The lamentation over the loss of “forward guidance” is pathetic. Firstly, any Bank of Canada guidance is only as good as its forecast. Everyone knows that central bank action is data dependent. When the data surprise, all bets are off. Secondly, economists spill far too much ink ruminating about what the Bank will do. What caused this hissy fit on Bay Street was the economists were wrong. No one expected the rate cut, so caught with their proverbial pants down, the pundits dumped on Poloz for having misled them.

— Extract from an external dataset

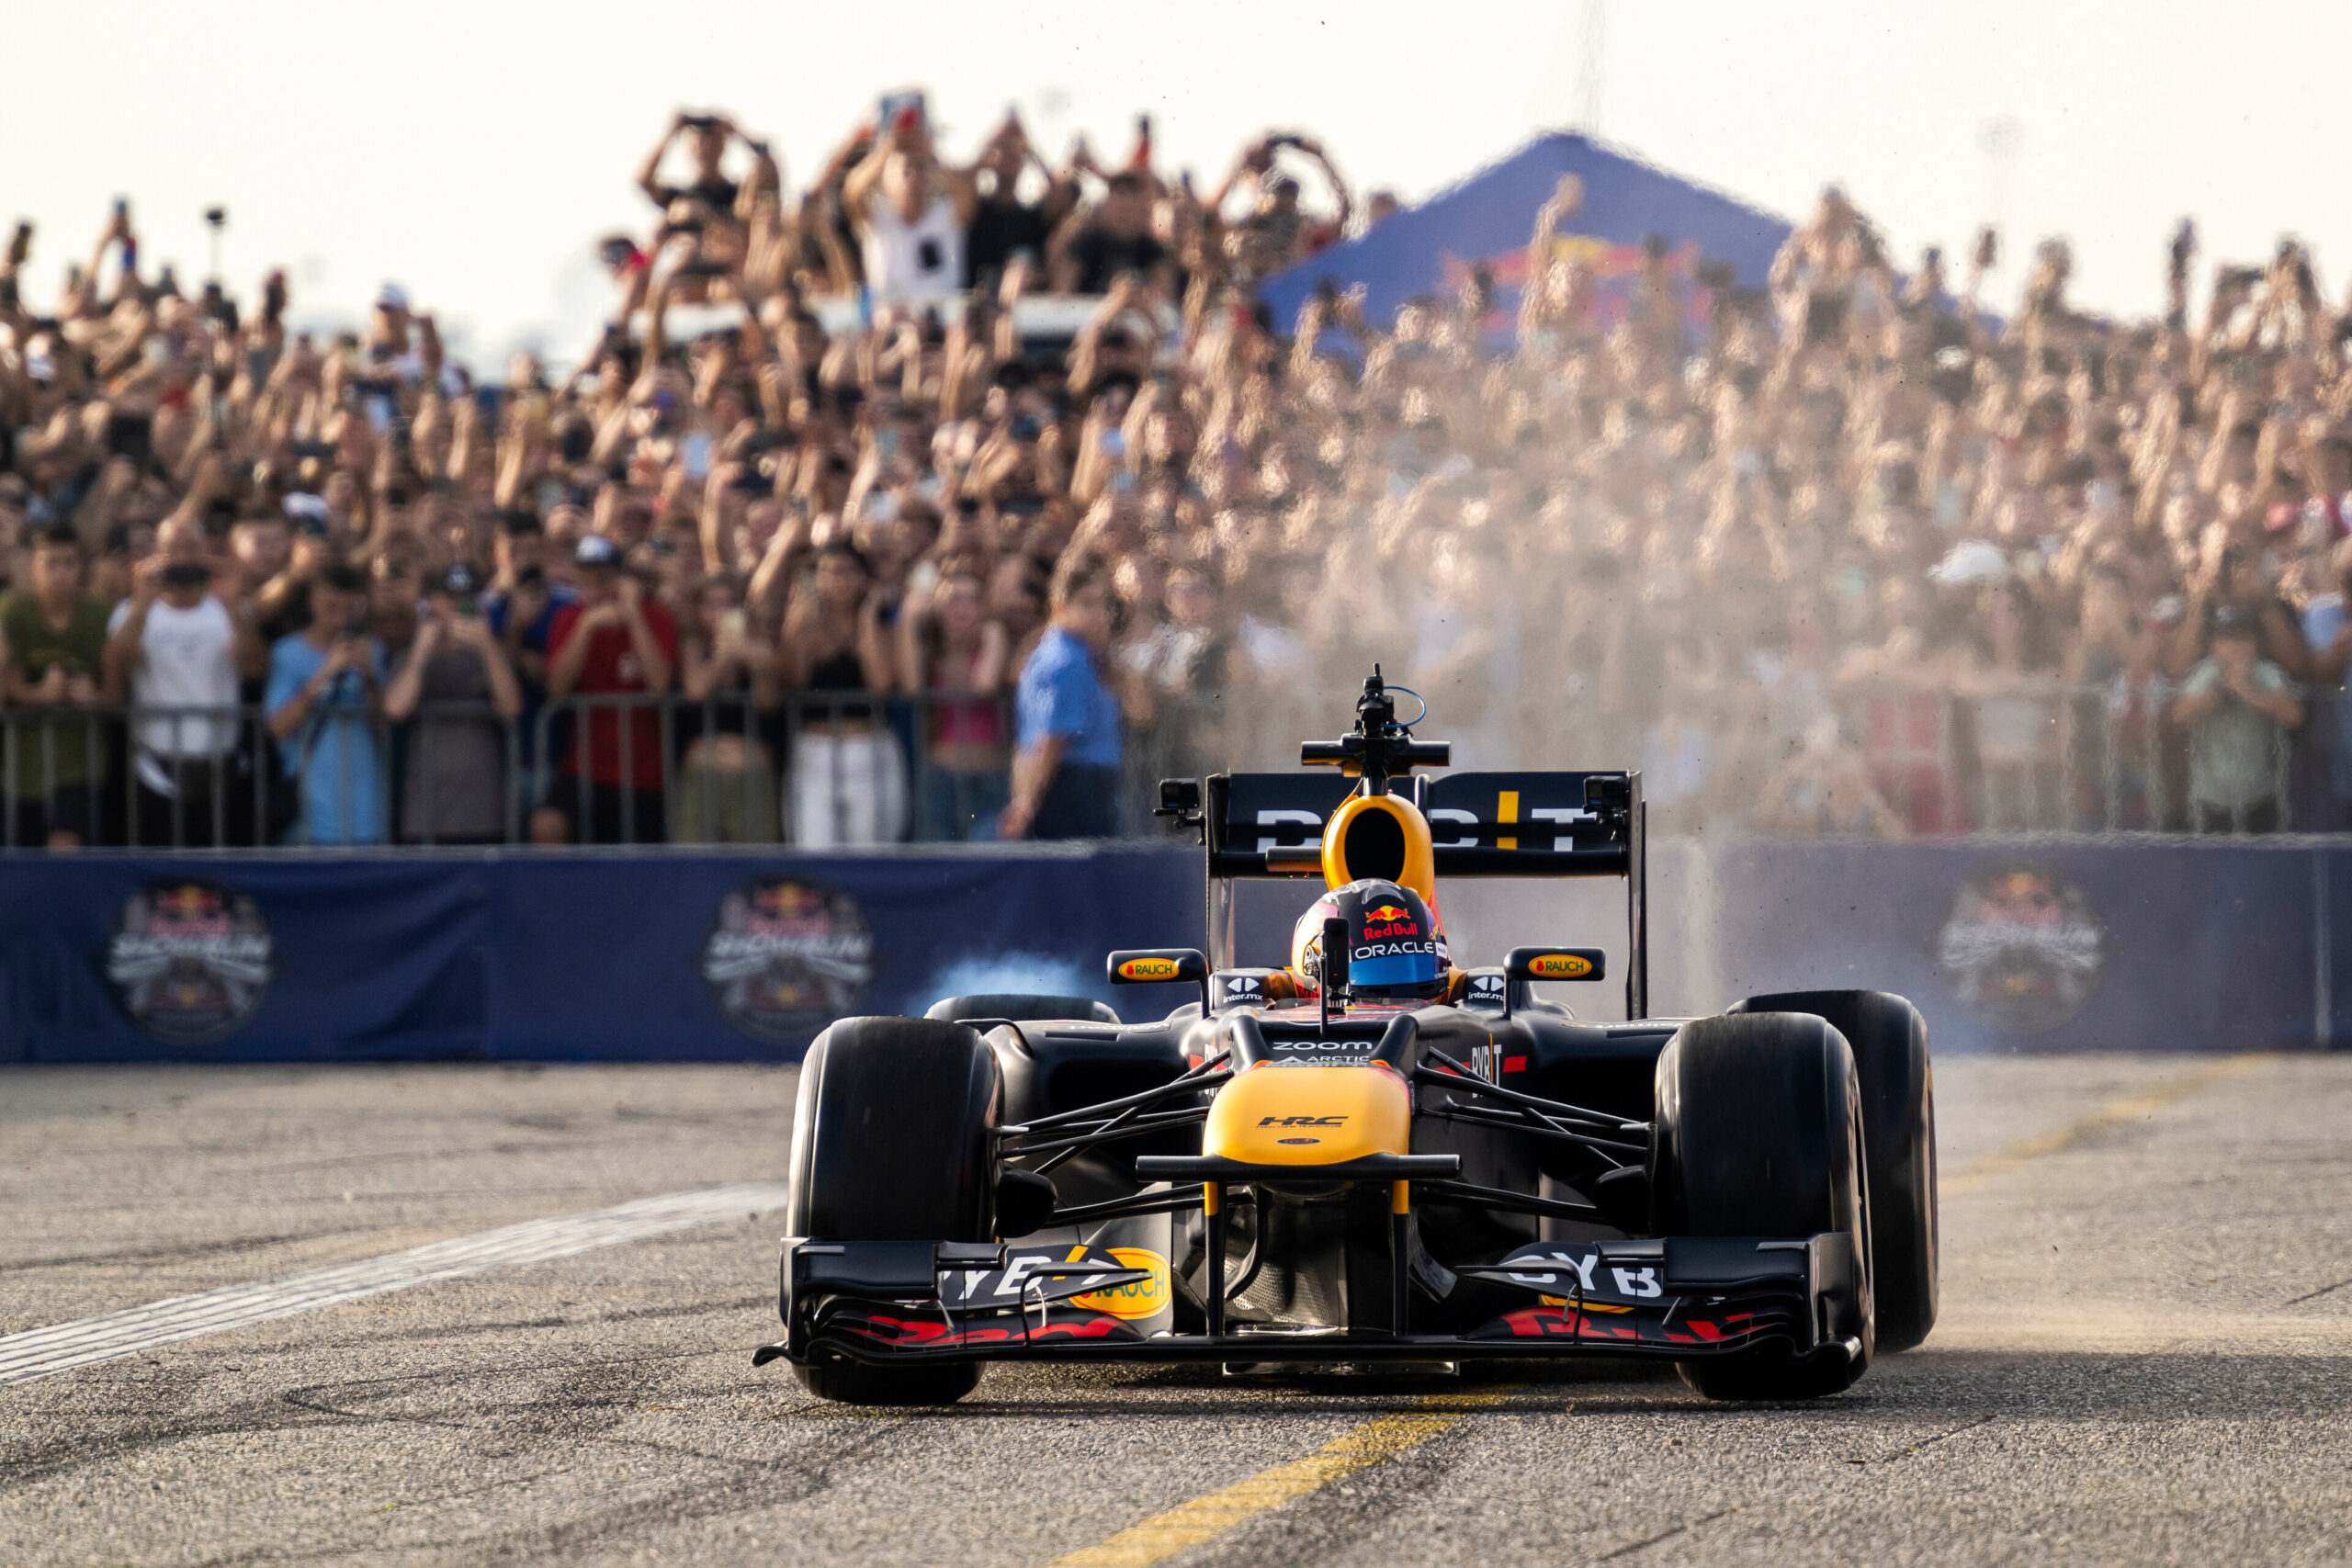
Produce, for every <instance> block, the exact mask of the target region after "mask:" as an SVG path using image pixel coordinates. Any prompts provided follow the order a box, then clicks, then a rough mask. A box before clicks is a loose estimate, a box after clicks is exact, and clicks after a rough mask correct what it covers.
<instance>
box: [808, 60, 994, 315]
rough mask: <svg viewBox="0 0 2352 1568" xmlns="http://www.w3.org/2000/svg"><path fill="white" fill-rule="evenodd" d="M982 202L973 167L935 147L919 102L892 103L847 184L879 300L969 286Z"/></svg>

The Governor did the right thing. By early January, it was painfully evident that the economy was slowing faster than expected in the wake of the 50 percent decline in oil prices. Not only are Alberta, Saskatchewan and Newfoundland affected, but countless businesses in the rest of Canada also suffer from the slowdown in energy production and reduced oil patch profits. As we saw in last week’s trade report, energy exports have plummeted, taking the trade balance into deep deficit. It didn’t help that on the same day as the trade release, the U.S. jobs report came in much stronger than expected causing the U.S.dollar and Treasury yields to surge as expectation of a Fed rate hike increased.
Bay Street accused the Governor of whiplash as the 80 percent of economists who thought another rate cut was imminent were signaled before the March 4 meeting that no such event would occur. All this ruckus boils down to the fact that BoC watchers were wrong and don’t like it. I applaud the Governor’s move and see no reason why he needs to telegraph rate moves in advance.
The economy is on shaky ground as consumers are hoarding their gasoline price savings and non-energy exports and investments remain muted. The Fed will likely begin to raise rates later this year, which can’t be good for the loonie. Another rate cut in Canada is probable if the non-energy sectors do not kick in. Rate-sensitive spending has picked up with auto sales rising and housing activity in Toronto and Vancouver remaining strong. To be sure, this adds to household debt levels, but without this activity the economic slowdown would be substantially worse.
Things will settle down as oil prices stabilize, but in the meantime, the Bank will and should remain ever vigilant in providing support should the economy falter further.